The Nuri MCP Server provides a lightweight, locally hosted Model Context Protocol server that developers can use to test and debug MCP-based applications. It includes a set of tools for managing contexts, endpoints, and data flow.

Capabilities

Resources
Access data sources
Tools
Execute functions
Prompts
Pre-built templates
Sampling
AI model interactions

Nuri MCP Server Demo

The Nuri MCP Server is a lightweight, self‑hosted implementation of the Model Context Protocol designed to bridge Claude‑style AI assistants with custom tooling and data sources. It addresses the common pain point of having to manually expose local services, databases, or APIs to an AI agent: by standardizing the communication interface through MCP, developers can quickly plug in new capabilities without rewriting client logic.

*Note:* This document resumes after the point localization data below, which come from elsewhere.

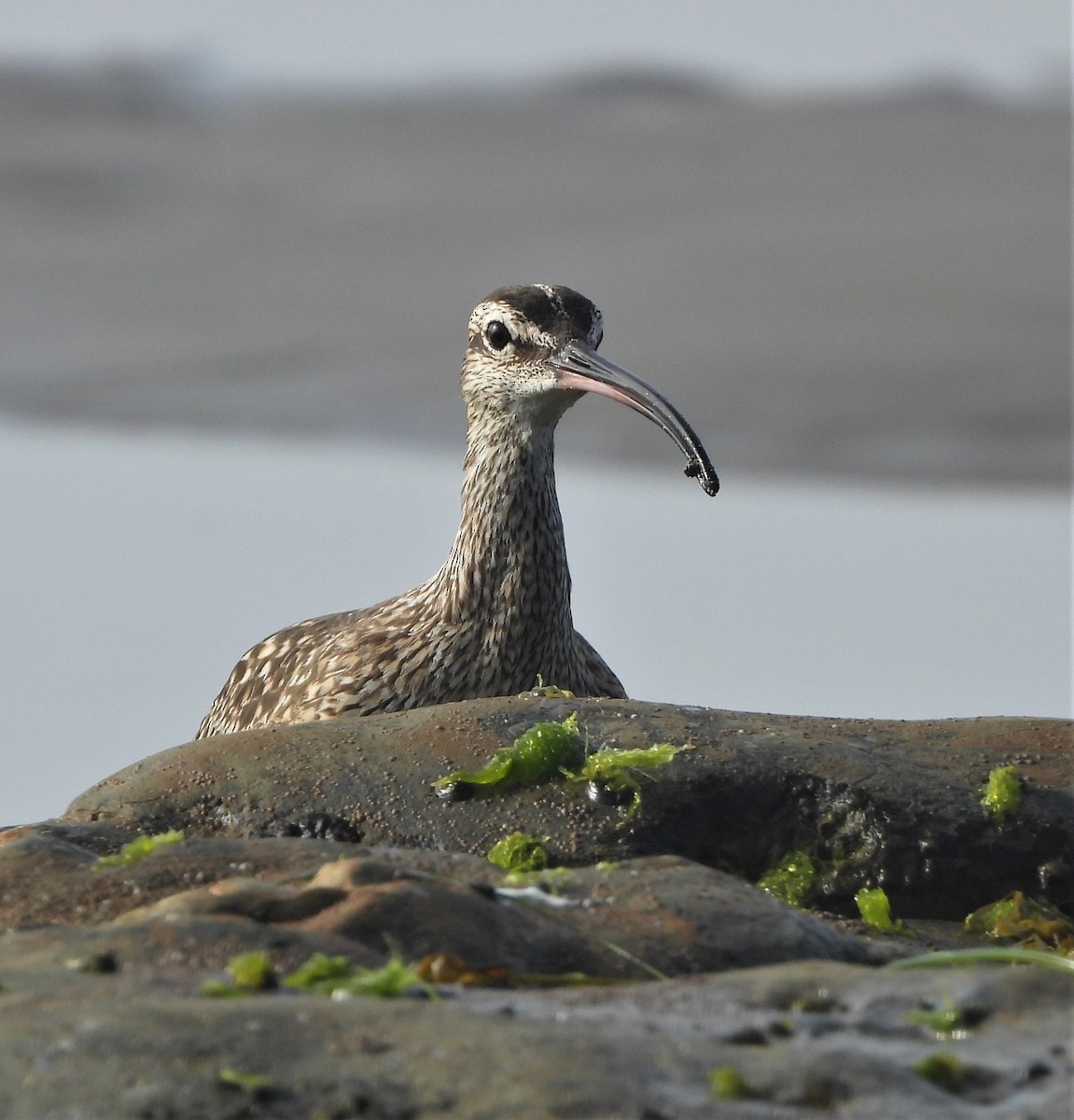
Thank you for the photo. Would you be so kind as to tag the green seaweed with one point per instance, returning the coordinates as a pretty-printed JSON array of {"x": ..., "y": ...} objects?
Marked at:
[
  {"x": 1025, "y": 921},
  {"x": 726, "y": 1084},
  {"x": 250, "y": 973},
  {"x": 949, "y": 1018},
  {"x": 611, "y": 768},
  {"x": 967, "y": 958},
  {"x": 536, "y": 756},
  {"x": 257, "y": 1085},
  {"x": 944, "y": 1071},
  {"x": 1001, "y": 794},
  {"x": 519, "y": 852},
  {"x": 139, "y": 849},
  {"x": 328, "y": 975},
  {"x": 792, "y": 879},
  {"x": 876, "y": 911}
]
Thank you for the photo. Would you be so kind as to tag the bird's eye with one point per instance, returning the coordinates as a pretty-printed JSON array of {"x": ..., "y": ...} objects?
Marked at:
[{"x": 497, "y": 335}]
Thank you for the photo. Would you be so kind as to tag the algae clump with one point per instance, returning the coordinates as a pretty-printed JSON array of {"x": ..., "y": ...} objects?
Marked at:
[
  {"x": 139, "y": 849},
  {"x": 519, "y": 852},
  {"x": 944, "y": 1071},
  {"x": 949, "y": 1018},
  {"x": 336, "y": 977},
  {"x": 1001, "y": 794},
  {"x": 1025, "y": 921},
  {"x": 726, "y": 1084},
  {"x": 876, "y": 911},
  {"x": 611, "y": 768},
  {"x": 257, "y": 1085},
  {"x": 533, "y": 757},
  {"x": 250, "y": 973},
  {"x": 790, "y": 879}
]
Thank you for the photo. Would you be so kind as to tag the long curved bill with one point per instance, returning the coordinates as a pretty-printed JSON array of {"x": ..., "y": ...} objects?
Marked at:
[{"x": 580, "y": 367}]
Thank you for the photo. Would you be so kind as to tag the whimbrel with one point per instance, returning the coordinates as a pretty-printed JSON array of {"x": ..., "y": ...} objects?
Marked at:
[{"x": 496, "y": 617}]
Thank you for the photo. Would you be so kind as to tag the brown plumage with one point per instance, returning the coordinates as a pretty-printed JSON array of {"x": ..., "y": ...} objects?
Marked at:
[{"x": 496, "y": 616}]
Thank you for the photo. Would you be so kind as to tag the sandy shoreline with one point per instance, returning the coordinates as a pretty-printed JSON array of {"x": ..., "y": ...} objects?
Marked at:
[{"x": 872, "y": 288}]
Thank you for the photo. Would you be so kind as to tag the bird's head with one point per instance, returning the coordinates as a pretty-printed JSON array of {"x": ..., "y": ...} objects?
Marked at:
[{"x": 533, "y": 352}]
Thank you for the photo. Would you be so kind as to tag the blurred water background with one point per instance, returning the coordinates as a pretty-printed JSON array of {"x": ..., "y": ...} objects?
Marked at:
[{"x": 240, "y": 245}]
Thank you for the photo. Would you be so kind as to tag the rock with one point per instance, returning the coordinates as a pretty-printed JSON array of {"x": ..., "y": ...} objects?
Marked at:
[
  {"x": 329, "y": 839},
  {"x": 877, "y": 802},
  {"x": 802, "y": 1037}
]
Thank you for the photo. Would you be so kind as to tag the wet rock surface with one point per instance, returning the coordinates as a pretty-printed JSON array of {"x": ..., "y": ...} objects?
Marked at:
[
  {"x": 880, "y": 802},
  {"x": 632, "y": 975}
]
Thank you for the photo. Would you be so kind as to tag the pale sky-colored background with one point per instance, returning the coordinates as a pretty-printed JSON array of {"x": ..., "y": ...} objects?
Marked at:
[{"x": 1012, "y": 45}]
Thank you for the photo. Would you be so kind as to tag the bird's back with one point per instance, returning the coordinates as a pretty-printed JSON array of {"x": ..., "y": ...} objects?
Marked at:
[{"x": 390, "y": 658}]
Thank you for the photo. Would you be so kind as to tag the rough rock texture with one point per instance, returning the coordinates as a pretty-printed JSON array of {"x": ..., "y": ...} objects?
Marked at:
[
  {"x": 329, "y": 839},
  {"x": 884, "y": 802}
]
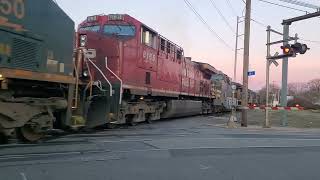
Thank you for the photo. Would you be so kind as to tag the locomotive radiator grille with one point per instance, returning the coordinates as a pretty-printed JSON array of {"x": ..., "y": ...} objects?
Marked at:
[{"x": 24, "y": 54}]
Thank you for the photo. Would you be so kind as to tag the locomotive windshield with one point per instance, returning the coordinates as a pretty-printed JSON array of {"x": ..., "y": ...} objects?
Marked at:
[
  {"x": 90, "y": 28},
  {"x": 119, "y": 30}
]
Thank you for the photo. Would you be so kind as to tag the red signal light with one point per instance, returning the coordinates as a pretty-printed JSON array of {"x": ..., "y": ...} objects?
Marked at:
[{"x": 286, "y": 50}]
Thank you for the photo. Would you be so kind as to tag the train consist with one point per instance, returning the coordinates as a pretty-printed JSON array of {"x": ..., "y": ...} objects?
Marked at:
[{"x": 117, "y": 70}]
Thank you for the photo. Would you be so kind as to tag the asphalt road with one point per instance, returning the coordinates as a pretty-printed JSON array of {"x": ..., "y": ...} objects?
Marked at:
[{"x": 190, "y": 148}]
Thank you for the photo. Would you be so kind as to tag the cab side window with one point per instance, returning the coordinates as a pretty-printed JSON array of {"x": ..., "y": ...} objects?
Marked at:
[{"x": 148, "y": 37}]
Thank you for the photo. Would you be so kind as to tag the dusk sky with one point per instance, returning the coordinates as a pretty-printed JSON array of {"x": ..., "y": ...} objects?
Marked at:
[{"x": 174, "y": 20}]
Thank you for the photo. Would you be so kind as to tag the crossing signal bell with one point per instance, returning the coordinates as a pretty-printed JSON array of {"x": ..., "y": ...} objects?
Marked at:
[{"x": 294, "y": 49}]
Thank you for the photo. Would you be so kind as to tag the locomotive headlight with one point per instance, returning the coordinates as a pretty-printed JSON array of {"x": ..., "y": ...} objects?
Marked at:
[
  {"x": 85, "y": 73},
  {"x": 82, "y": 43},
  {"x": 83, "y": 40}
]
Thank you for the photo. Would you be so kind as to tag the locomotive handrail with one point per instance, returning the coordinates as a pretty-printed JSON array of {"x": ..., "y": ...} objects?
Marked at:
[
  {"x": 120, "y": 97},
  {"x": 88, "y": 59}
]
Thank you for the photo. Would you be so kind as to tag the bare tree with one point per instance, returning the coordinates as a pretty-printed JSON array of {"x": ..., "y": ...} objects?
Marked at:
[
  {"x": 314, "y": 90},
  {"x": 274, "y": 93},
  {"x": 296, "y": 89}
]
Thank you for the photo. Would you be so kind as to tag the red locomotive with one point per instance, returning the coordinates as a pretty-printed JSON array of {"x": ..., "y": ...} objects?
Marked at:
[{"x": 156, "y": 80}]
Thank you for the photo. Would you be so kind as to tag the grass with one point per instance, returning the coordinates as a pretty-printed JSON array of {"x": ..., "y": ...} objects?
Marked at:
[{"x": 297, "y": 119}]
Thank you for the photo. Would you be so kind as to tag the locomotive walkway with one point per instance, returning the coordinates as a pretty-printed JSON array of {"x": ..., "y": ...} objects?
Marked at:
[{"x": 189, "y": 148}]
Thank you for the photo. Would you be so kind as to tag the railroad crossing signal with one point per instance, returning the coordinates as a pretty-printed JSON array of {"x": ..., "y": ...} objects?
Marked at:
[{"x": 294, "y": 49}]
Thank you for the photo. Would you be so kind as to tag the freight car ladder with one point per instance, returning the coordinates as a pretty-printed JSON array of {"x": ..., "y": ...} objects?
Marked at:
[{"x": 98, "y": 105}]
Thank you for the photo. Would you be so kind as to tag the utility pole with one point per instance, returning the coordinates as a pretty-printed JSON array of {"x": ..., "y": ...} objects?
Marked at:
[
  {"x": 284, "y": 86},
  {"x": 236, "y": 52},
  {"x": 267, "y": 122},
  {"x": 244, "y": 120}
]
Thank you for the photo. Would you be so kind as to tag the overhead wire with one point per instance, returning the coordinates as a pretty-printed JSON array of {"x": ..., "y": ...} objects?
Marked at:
[
  {"x": 221, "y": 15},
  {"x": 280, "y": 5},
  {"x": 206, "y": 24},
  {"x": 231, "y": 7},
  {"x": 300, "y": 3}
]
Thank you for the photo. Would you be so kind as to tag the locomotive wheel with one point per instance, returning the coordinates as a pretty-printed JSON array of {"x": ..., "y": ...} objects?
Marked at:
[{"x": 27, "y": 134}]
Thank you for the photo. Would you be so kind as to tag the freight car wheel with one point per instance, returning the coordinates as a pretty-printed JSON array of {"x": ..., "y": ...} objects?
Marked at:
[{"x": 27, "y": 134}]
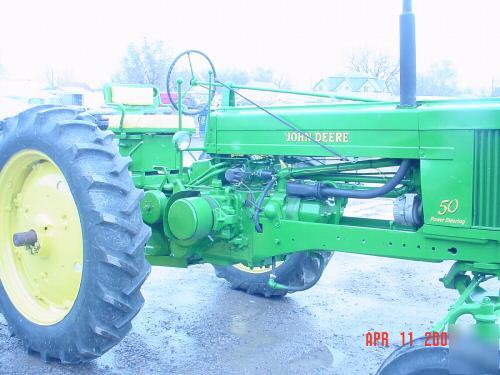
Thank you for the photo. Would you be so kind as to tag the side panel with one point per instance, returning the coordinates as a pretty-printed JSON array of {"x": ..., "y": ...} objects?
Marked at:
[
  {"x": 361, "y": 131},
  {"x": 447, "y": 158},
  {"x": 487, "y": 179}
]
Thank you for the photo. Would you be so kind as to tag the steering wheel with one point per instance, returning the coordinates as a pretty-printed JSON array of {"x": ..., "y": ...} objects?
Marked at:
[{"x": 183, "y": 67}]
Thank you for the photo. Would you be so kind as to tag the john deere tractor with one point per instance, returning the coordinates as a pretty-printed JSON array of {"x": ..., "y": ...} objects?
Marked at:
[{"x": 89, "y": 200}]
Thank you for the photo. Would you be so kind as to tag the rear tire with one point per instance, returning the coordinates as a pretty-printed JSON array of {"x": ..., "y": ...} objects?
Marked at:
[
  {"x": 296, "y": 271},
  {"x": 113, "y": 233}
]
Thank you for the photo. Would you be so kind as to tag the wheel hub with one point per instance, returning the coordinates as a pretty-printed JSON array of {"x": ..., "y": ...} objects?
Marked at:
[{"x": 41, "y": 244}]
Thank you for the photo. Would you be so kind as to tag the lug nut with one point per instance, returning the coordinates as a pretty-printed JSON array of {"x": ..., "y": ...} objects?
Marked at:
[{"x": 28, "y": 238}]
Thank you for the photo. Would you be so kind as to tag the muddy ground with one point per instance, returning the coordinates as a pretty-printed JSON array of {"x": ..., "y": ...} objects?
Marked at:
[{"x": 193, "y": 323}]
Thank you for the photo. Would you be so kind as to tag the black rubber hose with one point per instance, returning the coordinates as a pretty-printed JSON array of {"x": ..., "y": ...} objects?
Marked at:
[
  {"x": 260, "y": 202},
  {"x": 320, "y": 191}
]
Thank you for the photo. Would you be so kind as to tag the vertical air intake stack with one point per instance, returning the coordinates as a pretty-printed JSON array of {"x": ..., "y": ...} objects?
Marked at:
[{"x": 407, "y": 57}]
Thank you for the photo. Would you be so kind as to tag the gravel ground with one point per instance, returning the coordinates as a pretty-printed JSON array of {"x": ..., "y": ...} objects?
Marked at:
[{"x": 193, "y": 323}]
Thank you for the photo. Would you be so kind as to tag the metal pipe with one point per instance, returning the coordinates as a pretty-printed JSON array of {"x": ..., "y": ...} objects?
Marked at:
[
  {"x": 320, "y": 191},
  {"x": 407, "y": 57}
]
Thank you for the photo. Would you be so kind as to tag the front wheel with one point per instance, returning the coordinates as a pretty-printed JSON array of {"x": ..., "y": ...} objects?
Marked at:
[
  {"x": 71, "y": 235},
  {"x": 299, "y": 270}
]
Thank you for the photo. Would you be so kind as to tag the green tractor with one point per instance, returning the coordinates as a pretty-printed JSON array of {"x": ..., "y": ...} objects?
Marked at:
[{"x": 91, "y": 200}]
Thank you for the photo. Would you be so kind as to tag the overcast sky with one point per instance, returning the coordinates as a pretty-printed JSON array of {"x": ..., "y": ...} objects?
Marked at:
[{"x": 304, "y": 39}]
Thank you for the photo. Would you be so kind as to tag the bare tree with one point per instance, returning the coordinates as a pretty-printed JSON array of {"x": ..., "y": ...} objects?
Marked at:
[
  {"x": 378, "y": 65},
  {"x": 146, "y": 63}
]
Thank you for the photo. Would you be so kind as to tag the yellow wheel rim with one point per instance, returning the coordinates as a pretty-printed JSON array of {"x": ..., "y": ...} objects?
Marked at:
[
  {"x": 256, "y": 270},
  {"x": 42, "y": 281}
]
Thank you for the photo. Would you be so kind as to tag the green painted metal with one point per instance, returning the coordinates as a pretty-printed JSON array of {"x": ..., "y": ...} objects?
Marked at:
[
  {"x": 486, "y": 179},
  {"x": 207, "y": 212}
]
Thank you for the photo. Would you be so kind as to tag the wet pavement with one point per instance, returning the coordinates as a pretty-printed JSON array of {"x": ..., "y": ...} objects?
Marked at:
[{"x": 193, "y": 323}]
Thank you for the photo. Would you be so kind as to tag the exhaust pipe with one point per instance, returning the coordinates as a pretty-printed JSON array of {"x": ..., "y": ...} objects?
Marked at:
[{"x": 407, "y": 57}]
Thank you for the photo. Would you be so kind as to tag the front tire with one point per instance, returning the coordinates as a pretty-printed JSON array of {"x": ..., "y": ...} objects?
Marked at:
[
  {"x": 296, "y": 271},
  {"x": 82, "y": 159}
]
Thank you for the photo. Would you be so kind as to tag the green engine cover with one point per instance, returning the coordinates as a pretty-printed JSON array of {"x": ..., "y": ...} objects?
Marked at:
[
  {"x": 153, "y": 205},
  {"x": 190, "y": 218}
]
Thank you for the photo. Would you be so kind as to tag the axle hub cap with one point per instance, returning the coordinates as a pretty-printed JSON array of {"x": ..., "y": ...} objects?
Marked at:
[{"x": 35, "y": 196}]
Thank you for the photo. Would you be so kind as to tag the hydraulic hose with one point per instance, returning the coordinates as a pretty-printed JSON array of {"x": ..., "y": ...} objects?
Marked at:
[
  {"x": 321, "y": 191},
  {"x": 260, "y": 202}
]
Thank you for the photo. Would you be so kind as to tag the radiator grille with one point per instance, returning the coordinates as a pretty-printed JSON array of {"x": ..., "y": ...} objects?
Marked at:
[{"x": 486, "y": 211}]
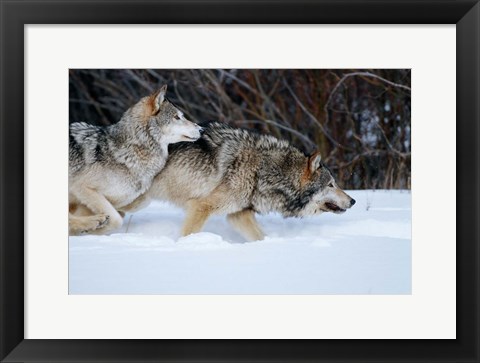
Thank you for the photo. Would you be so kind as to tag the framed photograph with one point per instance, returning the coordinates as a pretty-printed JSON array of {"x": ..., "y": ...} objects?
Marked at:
[{"x": 273, "y": 181}]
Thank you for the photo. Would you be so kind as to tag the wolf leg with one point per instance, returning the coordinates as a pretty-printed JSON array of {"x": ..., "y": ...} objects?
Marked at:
[
  {"x": 99, "y": 205},
  {"x": 246, "y": 224},
  {"x": 197, "y": 214},
  {"x": 139, "y": 203},
  {"x": 78, "y": 225}
]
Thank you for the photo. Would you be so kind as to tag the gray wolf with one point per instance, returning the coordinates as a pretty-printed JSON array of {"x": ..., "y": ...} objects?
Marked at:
[
  {"x": 109, "y": 167},
  {"x": 239, "y": 173}
]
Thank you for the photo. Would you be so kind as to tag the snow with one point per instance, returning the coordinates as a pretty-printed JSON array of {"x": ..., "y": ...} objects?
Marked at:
[{"x": 366, "y": 250}]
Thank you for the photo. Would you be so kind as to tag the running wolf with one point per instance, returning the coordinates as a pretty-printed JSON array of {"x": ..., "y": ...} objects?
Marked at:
[
  {"x": 239, "y": 173},
  {"x": 111, "y": 166}
]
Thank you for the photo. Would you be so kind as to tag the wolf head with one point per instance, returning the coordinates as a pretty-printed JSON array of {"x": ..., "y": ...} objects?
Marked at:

At its core, the server exposes a set of resources that represent external data stores or services. Each resource can be queried, updated, or streamed via the MCP protocol, allowing an assistant to retrieve real‑time information (e.g., weather, stock prices) or persist user inputs. The server also offers tool endpoints that encapsulate executable actions—such as sending an email, creating a calendar event, or triggering a CI pipeline—which the AI can invoke directly from its dialogue. Additionally, developers can provide prompt templates and sampling strategies that shape how the assistant generates responses, ensuring consistency with organizational tone or compliance requirements.

Key capabilities include:

  • Unified API surface: A single, versioned MCP endpoint that handles resource discovery, tool invocation, and prompt customization.
  • Extensible architecture: Plug‑in modules can be added for new data sources or third‑party services, with minimal changes to the core server.
  • Secure authentication: Supports token‑based auth and fine‑grained permission controls so only authorized assistants can access sensitive resources.
  • Real‑time streaming: Enables the assistant to receive incremental data from long‑running queries, improving responsiveness in conversational flows.

Typical use cases span a wide range of industries. In customer support, an assistant can pull ticket data from a proprietary help‑desk system and update status directly through the MCP tool interface. In finance, it can retrieve portfolio metrics from an internal database and generate concise reports. For developers, the server simplifies integrating CI/CD hooks—allowing an assistant to trigger builds or deploys with a single command.

By integrating the Nuri MCP Server into existing AI workflows, teams gain a single source of truth for external interactions, reducing duplication and ensuring that all AI‑driven actions are auditable. Its modular design means it can evolve alongside new data sources, making it a future‑proof choice for developers who need reliable, protocol‑driven access to custom tools and data.